7. Though not cited by either of the parties, we may advert in this context to a ruling of the Supreme Court in the case of Corporation of the City of Nagpur, Civil Lines, Nagpur and another Ramachandra and Ors., reported in (1981) 2 Supreme Court cases 714 wherein the Supreme Court has observed : "Normally where the accused is acquitted honourably and completely exonerated of the charges it would not be expedient to continue a departmental enquiry on the very same charges or grounds or evidence, but the fact remains however, that merely because the accused is acquitted, the power of the authority concerned to continue the departmental enquiry is not taken away nor is its direction any way fettered." Indeed in the above Supreme Court case, notwithstanding the acquittal of the accused in the Criminal Court, the Supreme Court held that continuation of the departmental enquiry is clearly permissible under law. As has been rightly observed in a number of judicial pronouncements, the raison d'etre of the whole issue is that departmental proceedings cannot be continued on the same identical evidence and for the same charge on which a Criminal Court has, on merits, rendered a verdict of acquittal.
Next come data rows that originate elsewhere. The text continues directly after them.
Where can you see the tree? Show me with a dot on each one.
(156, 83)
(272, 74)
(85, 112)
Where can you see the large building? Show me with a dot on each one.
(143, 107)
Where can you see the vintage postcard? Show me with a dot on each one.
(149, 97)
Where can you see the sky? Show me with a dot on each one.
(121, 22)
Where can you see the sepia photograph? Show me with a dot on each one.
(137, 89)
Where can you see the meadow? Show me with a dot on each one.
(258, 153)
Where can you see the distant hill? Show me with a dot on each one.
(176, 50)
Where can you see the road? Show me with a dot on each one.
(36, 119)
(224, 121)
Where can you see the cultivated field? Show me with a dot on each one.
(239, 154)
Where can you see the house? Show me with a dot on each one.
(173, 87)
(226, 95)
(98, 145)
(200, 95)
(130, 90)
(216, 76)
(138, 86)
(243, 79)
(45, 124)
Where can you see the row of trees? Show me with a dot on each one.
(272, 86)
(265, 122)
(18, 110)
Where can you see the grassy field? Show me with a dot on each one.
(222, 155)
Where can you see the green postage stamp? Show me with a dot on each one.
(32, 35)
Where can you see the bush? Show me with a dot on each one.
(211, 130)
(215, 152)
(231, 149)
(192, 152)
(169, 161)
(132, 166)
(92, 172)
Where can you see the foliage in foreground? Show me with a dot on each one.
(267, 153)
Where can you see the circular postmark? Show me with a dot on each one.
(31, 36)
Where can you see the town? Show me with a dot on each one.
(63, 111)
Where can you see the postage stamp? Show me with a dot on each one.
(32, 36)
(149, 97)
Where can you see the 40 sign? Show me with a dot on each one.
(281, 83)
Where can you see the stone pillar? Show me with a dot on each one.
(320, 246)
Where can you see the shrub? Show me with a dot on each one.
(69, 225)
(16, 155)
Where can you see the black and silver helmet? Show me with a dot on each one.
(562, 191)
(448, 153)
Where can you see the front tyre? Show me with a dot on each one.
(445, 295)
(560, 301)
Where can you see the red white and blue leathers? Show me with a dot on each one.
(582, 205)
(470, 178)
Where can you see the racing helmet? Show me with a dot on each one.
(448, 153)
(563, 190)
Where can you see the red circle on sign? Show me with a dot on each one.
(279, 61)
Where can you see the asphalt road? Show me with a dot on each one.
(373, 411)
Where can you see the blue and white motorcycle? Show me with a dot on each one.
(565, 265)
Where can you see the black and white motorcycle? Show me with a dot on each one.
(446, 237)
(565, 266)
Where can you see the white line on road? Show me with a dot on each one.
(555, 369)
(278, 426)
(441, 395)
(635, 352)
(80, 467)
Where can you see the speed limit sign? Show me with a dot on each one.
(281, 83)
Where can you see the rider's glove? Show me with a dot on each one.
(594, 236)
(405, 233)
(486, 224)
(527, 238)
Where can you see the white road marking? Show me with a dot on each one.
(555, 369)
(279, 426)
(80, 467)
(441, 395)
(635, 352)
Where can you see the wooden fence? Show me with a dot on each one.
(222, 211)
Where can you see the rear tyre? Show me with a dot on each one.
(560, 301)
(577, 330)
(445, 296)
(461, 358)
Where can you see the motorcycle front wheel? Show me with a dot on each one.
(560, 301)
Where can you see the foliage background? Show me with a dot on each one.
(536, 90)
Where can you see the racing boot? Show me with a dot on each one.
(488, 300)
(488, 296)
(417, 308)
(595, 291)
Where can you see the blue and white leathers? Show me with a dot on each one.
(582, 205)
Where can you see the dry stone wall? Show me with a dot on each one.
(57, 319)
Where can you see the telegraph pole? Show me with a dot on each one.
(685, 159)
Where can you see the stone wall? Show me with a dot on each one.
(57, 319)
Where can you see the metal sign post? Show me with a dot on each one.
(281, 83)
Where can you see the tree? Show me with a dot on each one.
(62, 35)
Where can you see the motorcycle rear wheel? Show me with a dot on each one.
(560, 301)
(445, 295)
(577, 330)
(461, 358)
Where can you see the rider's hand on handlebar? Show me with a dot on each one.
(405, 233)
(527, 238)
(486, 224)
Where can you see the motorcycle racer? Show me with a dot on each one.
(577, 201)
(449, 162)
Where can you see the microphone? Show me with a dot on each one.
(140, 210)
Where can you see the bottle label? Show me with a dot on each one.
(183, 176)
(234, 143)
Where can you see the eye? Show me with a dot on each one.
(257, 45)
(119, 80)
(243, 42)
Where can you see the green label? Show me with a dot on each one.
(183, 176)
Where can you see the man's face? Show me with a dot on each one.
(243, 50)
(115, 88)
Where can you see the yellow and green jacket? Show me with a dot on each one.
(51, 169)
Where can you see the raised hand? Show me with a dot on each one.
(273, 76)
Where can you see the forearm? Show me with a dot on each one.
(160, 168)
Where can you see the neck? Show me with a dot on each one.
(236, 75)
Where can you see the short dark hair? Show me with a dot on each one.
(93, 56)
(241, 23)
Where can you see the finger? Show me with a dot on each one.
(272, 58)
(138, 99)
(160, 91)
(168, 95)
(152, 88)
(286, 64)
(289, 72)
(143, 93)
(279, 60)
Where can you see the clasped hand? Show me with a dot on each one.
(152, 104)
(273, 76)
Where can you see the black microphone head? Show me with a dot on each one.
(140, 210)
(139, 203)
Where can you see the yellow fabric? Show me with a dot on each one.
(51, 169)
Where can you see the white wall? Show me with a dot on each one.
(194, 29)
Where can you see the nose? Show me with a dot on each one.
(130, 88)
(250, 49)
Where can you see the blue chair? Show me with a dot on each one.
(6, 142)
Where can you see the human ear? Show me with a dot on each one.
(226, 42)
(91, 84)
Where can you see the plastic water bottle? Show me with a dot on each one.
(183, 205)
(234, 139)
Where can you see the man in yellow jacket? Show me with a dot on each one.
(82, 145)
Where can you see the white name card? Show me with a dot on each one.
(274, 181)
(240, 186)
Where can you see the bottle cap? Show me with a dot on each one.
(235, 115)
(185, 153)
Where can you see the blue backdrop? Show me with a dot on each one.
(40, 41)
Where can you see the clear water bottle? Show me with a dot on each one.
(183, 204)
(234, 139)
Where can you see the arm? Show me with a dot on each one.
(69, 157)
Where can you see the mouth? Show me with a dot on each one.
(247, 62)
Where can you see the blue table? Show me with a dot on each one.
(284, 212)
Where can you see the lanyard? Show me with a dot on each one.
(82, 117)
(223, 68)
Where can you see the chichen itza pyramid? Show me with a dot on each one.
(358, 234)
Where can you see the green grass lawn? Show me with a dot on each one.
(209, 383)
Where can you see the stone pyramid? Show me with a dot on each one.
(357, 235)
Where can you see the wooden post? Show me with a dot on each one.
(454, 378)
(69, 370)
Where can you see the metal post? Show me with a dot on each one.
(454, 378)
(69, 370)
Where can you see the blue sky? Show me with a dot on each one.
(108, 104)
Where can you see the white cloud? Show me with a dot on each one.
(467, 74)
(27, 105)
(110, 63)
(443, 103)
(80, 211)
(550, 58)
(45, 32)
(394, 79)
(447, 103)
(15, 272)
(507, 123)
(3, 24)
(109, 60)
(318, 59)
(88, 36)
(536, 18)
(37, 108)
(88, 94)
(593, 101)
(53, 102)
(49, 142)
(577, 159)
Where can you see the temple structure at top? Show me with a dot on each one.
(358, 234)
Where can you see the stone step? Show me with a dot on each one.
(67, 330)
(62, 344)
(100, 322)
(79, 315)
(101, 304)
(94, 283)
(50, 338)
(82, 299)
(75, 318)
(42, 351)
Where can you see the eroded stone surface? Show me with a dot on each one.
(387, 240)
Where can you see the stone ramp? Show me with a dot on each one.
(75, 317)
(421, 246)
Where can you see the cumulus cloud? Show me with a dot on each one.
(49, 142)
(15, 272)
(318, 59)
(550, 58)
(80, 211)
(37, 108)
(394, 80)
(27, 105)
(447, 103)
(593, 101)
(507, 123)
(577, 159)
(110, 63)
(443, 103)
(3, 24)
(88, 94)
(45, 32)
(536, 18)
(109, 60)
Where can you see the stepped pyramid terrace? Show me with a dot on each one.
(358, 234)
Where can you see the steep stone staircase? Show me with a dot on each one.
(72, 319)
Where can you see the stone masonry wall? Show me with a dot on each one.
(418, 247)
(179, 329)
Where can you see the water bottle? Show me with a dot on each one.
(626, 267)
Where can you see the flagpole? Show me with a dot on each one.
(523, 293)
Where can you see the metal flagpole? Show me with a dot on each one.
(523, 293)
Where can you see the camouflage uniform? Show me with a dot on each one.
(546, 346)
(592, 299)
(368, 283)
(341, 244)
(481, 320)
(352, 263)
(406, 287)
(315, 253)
8. The Tribunal, in its order has adverted to a Division Bench ruling of the Madras High Court in Criminal Revision Case No. 206 of 1976, Criminal Revision Petition No. 204 of 1976 in Assistant Collector of Customs, Preventive Department, Custom House, Madras v. Misrimal and Shah Monmal Misrimal and has taken the view that an order of acquittal would not render negatory or inoperative a valid order of confiscation by a competent adjudicating authority. It would look incongruous if an order of confiscation would remain intact notwithstanding an order of acquittal by a Criminal Court but personal penalty alone would get automatically set aside. Such a proposition of law, in our opinion, is clearly mis-conceived. At any rate, no questions touching the same at all arise under the order of the Tribunal meriting a reference to the High Court.
9. We, therefore, find that no question of law arises out of the order of the Tribunal for reference under Section 130(1) of the Act.
Accordingly, we dismiss the application.